Formulating arguments through critical analysis
Arguments are supports to a point of view. To find these supports you have to become well practised at asking questions and finding evidence. Questions are the instruments of Critical Analysis. These last two words have to be understood properly.

 

Criticism

Being critical is not about being nasty about other people, just as an argument is not just about having a row. Criticism is a service. That is a strange way of putting it. Even so, it may be worth thinking about: Criticism is a service whereby ideas or ways of doing things are offered the opportunity to improve themselves. Criticism does this by testing ideas and assumptions to see if they hold up.

 

Analysis

Analysis on the other hand, separates something into the elements of which it is made up and tries to understand the relationship between the elements themselves as well as between the elements and the thing as a whole.

 

Critical analysis, tries to understand a thing as fully as possible and then tries to estimate or judge how well the thing performs in relation to what you desire of it.
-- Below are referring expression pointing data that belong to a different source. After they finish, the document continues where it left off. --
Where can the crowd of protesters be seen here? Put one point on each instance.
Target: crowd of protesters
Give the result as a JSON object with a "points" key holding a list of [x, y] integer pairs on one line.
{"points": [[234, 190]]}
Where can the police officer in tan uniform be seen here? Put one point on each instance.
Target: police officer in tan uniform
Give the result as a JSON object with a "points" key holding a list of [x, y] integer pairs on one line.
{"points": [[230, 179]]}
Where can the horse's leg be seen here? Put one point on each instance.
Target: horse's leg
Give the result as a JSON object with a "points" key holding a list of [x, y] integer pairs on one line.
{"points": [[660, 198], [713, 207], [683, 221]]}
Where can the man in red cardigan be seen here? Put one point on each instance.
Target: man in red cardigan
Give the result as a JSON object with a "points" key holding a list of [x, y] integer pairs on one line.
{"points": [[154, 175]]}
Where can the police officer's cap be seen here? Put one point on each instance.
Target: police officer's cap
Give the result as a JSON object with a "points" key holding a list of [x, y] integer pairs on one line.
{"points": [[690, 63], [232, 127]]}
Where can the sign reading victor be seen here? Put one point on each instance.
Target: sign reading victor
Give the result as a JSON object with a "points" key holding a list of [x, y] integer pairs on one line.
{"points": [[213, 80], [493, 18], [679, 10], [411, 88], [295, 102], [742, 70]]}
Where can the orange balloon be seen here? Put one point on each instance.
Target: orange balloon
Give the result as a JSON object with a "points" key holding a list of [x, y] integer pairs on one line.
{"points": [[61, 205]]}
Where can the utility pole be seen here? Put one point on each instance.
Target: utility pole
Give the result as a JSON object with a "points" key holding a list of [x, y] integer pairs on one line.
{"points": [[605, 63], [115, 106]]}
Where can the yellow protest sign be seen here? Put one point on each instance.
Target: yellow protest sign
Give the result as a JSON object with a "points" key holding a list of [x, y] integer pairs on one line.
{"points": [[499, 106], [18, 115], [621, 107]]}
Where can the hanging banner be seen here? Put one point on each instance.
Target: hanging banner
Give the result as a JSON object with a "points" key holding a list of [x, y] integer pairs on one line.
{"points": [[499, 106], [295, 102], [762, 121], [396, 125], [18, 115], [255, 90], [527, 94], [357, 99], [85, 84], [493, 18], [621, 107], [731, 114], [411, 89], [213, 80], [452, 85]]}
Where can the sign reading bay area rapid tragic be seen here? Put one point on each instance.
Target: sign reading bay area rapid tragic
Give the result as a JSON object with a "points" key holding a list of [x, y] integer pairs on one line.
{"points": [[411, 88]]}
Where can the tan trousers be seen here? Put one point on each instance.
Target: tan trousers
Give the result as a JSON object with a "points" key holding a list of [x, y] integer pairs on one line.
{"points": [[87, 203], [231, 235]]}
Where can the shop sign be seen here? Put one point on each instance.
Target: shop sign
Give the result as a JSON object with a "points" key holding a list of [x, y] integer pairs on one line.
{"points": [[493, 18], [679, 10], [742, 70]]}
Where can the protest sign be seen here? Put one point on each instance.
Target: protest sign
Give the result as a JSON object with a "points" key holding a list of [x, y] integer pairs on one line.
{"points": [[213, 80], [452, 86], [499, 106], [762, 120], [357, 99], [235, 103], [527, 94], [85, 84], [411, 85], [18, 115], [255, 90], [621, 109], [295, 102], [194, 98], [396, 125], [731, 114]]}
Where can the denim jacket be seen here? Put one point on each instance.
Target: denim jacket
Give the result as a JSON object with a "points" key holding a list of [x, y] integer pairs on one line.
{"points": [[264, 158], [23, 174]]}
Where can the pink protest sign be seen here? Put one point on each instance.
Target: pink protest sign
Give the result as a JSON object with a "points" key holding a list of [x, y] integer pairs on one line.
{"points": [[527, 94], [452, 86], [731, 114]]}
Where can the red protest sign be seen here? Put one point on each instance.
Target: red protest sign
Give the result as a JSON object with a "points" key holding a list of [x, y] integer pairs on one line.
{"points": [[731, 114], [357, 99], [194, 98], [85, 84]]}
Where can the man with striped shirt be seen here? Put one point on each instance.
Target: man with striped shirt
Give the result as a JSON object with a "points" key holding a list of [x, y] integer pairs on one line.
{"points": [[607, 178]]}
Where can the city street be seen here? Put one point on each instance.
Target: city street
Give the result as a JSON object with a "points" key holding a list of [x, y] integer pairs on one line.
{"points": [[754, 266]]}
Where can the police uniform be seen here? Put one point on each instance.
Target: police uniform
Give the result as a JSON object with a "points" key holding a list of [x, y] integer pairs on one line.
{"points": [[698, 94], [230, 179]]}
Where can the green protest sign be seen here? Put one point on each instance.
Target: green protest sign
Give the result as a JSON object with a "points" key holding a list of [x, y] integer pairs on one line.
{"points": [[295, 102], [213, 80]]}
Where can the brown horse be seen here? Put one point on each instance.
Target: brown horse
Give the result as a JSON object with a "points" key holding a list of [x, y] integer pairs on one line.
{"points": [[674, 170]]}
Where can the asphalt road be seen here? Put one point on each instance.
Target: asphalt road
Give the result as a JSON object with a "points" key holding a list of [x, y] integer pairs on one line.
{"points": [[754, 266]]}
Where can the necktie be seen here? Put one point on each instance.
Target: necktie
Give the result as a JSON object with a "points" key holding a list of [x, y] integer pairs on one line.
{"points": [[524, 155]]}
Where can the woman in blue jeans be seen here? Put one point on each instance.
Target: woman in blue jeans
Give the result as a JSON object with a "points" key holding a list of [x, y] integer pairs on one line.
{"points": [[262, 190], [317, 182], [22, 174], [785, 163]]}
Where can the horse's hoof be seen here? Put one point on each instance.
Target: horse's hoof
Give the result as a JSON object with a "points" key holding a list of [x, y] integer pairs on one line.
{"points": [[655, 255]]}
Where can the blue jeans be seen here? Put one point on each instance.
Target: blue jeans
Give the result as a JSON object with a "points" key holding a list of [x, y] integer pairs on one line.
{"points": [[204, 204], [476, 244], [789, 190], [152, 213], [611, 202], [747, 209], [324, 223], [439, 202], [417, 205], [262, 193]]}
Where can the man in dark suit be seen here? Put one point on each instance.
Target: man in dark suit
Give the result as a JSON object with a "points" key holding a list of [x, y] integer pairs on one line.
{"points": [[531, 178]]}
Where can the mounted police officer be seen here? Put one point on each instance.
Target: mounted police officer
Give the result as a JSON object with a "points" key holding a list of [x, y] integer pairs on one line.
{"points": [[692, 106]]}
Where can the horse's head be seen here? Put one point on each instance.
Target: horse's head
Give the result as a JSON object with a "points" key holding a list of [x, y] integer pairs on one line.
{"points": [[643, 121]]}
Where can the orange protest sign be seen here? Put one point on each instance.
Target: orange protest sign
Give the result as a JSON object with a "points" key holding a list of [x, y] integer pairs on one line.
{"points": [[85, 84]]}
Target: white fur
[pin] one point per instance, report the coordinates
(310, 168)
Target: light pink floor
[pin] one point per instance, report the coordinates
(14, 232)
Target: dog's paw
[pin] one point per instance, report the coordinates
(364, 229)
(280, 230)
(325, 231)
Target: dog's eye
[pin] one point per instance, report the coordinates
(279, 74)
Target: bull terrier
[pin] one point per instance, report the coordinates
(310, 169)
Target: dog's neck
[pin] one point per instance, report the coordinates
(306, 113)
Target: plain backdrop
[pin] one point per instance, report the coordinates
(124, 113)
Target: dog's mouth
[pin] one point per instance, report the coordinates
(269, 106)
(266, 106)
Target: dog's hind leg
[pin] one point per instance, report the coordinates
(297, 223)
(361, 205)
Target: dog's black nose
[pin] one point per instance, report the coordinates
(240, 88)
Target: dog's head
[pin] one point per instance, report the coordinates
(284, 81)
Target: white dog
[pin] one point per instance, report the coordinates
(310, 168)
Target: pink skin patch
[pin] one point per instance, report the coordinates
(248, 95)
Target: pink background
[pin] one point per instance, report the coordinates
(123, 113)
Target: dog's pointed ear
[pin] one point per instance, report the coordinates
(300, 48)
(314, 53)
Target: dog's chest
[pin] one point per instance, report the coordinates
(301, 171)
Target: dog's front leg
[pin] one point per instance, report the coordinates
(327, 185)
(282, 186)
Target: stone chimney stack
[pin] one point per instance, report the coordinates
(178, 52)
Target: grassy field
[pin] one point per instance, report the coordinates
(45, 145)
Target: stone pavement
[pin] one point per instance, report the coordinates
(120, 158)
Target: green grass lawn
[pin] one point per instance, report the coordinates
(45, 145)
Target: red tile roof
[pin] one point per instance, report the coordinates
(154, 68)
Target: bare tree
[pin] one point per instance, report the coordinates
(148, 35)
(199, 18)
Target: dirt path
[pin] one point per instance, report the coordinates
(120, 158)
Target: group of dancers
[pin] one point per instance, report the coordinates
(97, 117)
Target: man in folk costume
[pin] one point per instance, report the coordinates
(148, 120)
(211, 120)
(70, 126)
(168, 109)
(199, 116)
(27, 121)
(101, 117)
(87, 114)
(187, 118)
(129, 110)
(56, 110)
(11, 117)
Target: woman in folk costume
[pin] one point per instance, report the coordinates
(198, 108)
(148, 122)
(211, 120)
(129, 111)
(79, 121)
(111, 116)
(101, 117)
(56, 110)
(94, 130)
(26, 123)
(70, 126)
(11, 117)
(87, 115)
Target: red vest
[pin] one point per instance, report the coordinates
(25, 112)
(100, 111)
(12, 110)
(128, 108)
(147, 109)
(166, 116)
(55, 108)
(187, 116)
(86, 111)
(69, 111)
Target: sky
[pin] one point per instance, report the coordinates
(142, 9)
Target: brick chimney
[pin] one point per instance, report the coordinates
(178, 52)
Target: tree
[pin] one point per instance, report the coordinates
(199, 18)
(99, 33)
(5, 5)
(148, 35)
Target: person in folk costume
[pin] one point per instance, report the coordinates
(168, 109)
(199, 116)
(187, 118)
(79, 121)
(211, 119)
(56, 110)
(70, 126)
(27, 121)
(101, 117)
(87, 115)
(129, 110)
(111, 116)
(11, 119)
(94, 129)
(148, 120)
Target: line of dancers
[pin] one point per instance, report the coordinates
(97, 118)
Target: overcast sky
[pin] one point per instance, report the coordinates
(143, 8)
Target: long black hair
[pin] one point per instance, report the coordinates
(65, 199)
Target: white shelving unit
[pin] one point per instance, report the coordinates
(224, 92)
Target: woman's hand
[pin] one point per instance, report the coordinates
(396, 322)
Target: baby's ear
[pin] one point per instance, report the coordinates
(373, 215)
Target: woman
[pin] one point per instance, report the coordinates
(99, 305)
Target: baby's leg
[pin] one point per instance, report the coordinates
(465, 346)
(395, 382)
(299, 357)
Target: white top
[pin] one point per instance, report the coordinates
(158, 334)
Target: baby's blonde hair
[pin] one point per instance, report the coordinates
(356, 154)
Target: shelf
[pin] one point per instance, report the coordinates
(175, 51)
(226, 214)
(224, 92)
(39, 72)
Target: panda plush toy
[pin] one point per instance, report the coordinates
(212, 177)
The purpose of the process is to see how its performance might be improved or be better appreciated in its performance.

 

To perform critical analysis you have to ask probing questions. Take yourself for instance:

 

·         Do you know why you think the way you do?

 

Well, do you?

 

·         Have you ever thought about why you think the way you do?

 

On what assumptions do you build your thinking?

 

Are those assumptions always valid?

 

These are useful questions as they might lead to greater insight into yourself and make you more aware of how you yourself work. These questions and the arguments that can be derived from an investigation into possible answers belong to the sphere of critical analysis. The proposed answers to those questions, supported by compelling evidence, provide you with an argument.

 

But having analysed and come up with an argument is not enough. You need to EXPLAIN your argument. Do you know what an explanation really is? It comes from the Latin ex, which means out; and planus, which means plane or level. To explain means to take something out of its own plane: to unfold it, to interpret, to make plain or intelligible. Usually that means making something understood in relation to its use or in relations to the effect it has within a prescribed set of conditions.